Commentary

Social Stocks Tumble, Again

The beginning of 2016 hasn’t been kind to investors in general, as the stock market tumbles amid concerns about the slowing economy in China and plunging oil prices. But within the wider angst the social media sector is having its own mini-meltdown, with share prices falling even more than the overall indices. Although each company has its own story of woe, broadly speaking the decreases reflect concerns about overvaluation, profitability and growth rates.

Facebook, the world’s dominant social network, has seen its share price sink from a recent high of $107.26 on December 29 to $94.28 at the time of writing, for a 12% drop in a little over two weeks. For comparison, the Dow Jones Industrial Average is down about 9% over the same period. Of course, Facebook’s shares are still well above their IPO price of $38 in May 2012, but the steady downward march has to be keeping investors up at night.

While there are no major setbacks to account for this drop, analysts pointed to Facebook’s high price-to-earnings ratio of one to 96, compared to an average of one to 15.53 for DJIA and one to 22.01 for the Nasdaq 100. Investors may also be concerned about a hostile regulatory environment abroad: in Europe Facebook is facing a slew of privacy investigations over its use of cookies, access to users’ email contacts and data transfers to the U.S., among other things. Meanwhile the Indian government recently put the kibosh on Free Basics, its program to bring Internet access to underserved areas, on net neutrality grounds.

Twitter’s share price has declined steadily from a recent high of $31.34 in October, when co-founder Jack Dorsey returned as CEO, to $17.98 today, a steep drop made even worse by the fact that the current price is also down 31% from its IPO price of $26 a share in November 2013. Twitter is contending with more serious long-term concerns than Facebook, including its lackluster growth rate, which has slumped from almost 40% year-over-year in the third quarter of 2013 to just 8% in the third quarter of 2015 (to 307 million monthly average users), the most recent quarter for which figures are available. The slowing growth rate wouldn’t be such a big deal if Twitter were profitable, but it’s not: the company posted a net loss of $131.7 million in the third quarter of 2015, down from $175.5 million in the third quarter of 2016.

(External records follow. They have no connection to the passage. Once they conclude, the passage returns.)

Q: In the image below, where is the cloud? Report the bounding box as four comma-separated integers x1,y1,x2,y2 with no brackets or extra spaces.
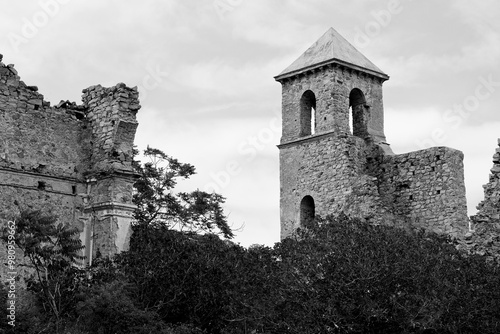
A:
173,59,280,100
385,105,500,216
1,0,498,247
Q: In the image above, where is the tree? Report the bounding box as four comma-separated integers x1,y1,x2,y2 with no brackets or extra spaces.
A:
115,226,280,334
1,210,85,330
133,146,232,239
270,215,500,333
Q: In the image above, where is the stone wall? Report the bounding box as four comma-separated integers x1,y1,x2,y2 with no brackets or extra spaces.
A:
0,54,140,271
376,147,468,237
0,57,89,225
463,139,500,260
82,83,139,173
473,139,500,224
279,64,387,145
279,130,468,239
280,132,377,238
80,84,139,256
277,58,469,240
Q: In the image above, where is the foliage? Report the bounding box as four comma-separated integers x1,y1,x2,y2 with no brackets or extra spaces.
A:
119,224,284,333
1,210,85,327
117,226,241,332
5,146,500,333
5,207,500,333
0,282,45,334
133,146,233,238
270,215,500,333
75,280,169,334
72,256,208,334
116,215,500,334
0,147,233,333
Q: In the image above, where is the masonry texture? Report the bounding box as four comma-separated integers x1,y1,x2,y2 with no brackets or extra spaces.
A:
277,28,469,240
0,53,139,267
463,139,500,259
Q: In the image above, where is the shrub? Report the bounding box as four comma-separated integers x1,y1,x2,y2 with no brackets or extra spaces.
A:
75,280,169,334
270,215,500,333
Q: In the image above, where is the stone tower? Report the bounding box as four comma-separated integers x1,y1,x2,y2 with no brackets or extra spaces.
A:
275,28,469,239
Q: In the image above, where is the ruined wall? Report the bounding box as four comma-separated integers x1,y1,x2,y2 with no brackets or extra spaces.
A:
376,147,468,237
0,57,89,226
463,139,500,259
80,83,139,256
473,139,500,224
0,54,139,268
82,83,139,173
278,59,469,240
279,132,468,239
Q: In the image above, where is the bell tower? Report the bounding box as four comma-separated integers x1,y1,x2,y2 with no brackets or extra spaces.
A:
275,27,392,239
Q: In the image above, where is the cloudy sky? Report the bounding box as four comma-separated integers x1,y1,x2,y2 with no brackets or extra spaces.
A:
1,0,499,246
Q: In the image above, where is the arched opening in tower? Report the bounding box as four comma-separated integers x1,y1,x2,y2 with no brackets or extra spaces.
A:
300,195,315,227
300,90,316,137
348,88,369,138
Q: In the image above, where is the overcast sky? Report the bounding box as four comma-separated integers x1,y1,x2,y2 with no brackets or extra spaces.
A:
1,0,499,247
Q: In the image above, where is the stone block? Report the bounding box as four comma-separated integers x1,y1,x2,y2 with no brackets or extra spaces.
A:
0,57,140,262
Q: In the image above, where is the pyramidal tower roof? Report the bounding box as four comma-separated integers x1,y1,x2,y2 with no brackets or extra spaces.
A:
275,27,389,81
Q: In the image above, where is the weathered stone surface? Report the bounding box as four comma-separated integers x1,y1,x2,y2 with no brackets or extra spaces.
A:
0,56,140,275
464,139,500,261
278,28,468,240
276,27,388,80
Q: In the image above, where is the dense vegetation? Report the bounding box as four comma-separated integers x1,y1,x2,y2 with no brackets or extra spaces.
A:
2,149,500,333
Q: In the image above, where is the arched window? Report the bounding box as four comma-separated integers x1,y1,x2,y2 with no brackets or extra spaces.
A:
300,195,315,226
300,90,316,137
348,88,368,138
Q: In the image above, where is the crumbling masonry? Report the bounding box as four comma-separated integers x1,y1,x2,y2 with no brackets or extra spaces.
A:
466,140,500,258
276,28,499,257
0,27,498,268
0,53,139,264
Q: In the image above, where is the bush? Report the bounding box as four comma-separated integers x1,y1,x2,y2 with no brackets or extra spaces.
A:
111,215,500,333
0,283,46,334
270,215,500,333
117,226,250,332
75,280,169,334
8,211,499,333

LinkedIn, long the high-flier in the social media sector, has seen its stock price erode from $255.54 on November 10 to $194.07 at the time of writing. That’s still up from the IPO price of $45, but again the recent slump seems to reflect concerns that the stock may be overvalued. Analysts noted that LinkedIn’s earnings per share has been disappointing, as its net loss increased from $4 million in the third quarter of 2014 to $40.5 million in the third quarter of 2015.